Tesla a organisé un événement pour booster le moral à sa Gigafactory Berlin le 2 décembre, avec une performance du rappeur Kool Savas pour contrer l'influence syndicale avant un vote clé du comité d'entreprise. La réunion a inclus des messages anti-syndicaux et l'annonce d'une augmentation de salaire, mais a été critiquée pour son ton et son efficacité. Les employés ont montré peu d'enthousiasme, soulignant les tensions persistantes avec IG Metall.
La Gigafactory Berlin de Tesla, qui emploie environ 11 000 travailleurs, est un point focal des litiges syndicaux avec le syndicat IG Metall depuis des années. Lors des élections du comité d'entreprise de 2024, IG Metall a obtenu la plus grande faction mais pas la majorité. Avec un nouveau vote prévu début 2026, l'entreprise semble anxieuse, surtout face à une chute de plus de 30 % des ventes européennes cette année par rapport à 2024.

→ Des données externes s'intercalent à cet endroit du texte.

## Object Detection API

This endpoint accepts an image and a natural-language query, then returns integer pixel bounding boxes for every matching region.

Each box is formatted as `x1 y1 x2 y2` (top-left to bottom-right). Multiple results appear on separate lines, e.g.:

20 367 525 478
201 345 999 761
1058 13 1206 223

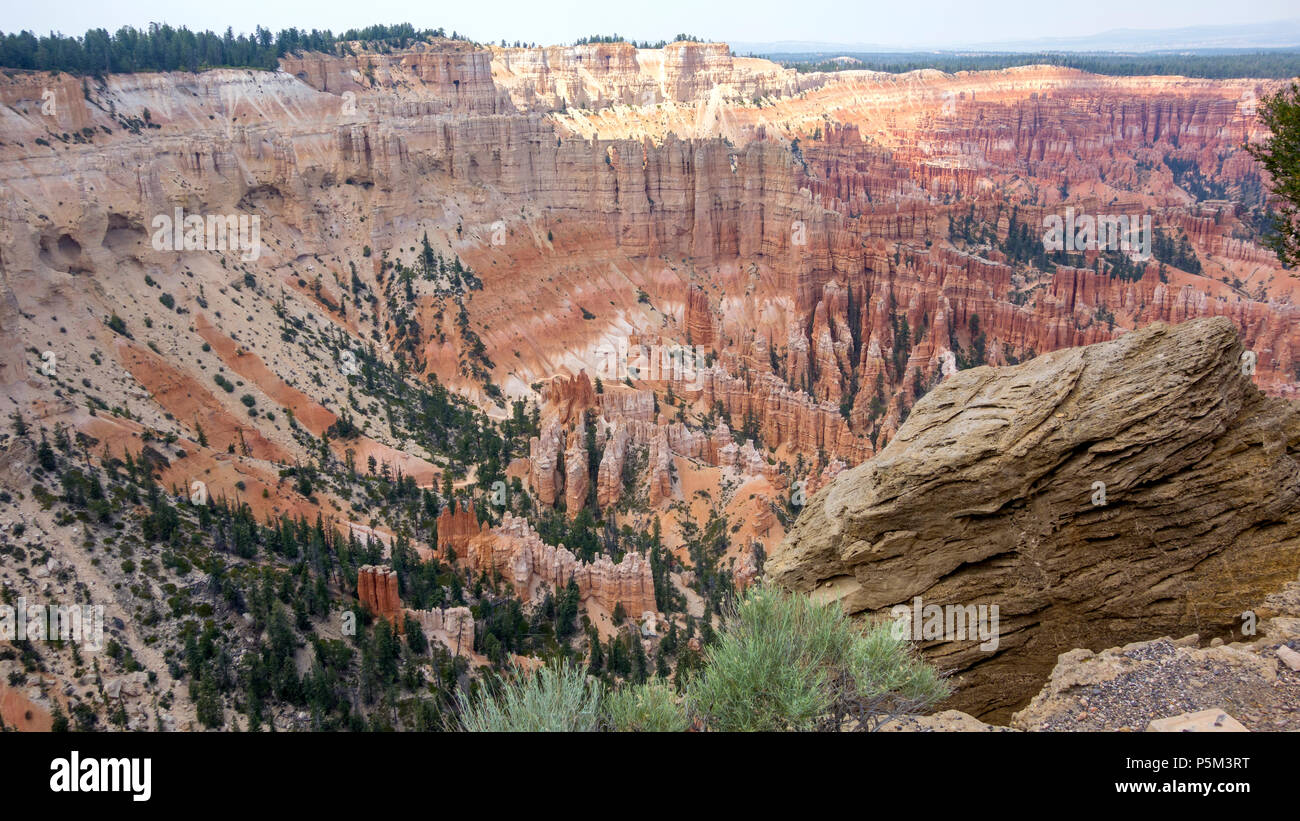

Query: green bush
605 679 690 733
456 660 602 733
688 587 949 731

Le 2 décembre, la direction a organisé un « Giga-Event » privé pour remotiver les employés et décourager le soutien syndical. Le clou du spectacle était une performance du rappeur allemand Kool Savas, arrivé sur scène dans un Cybertruck, un véhicule rare en Europe. Savas a tenté d'animer la foule avec un chant « Elon, Elon », mais les ouvriers n'ont pas suivi. Il a adapté ses paroles, remplaçant les références à Mercedes par Tesla, mais la réaction est restée tiède.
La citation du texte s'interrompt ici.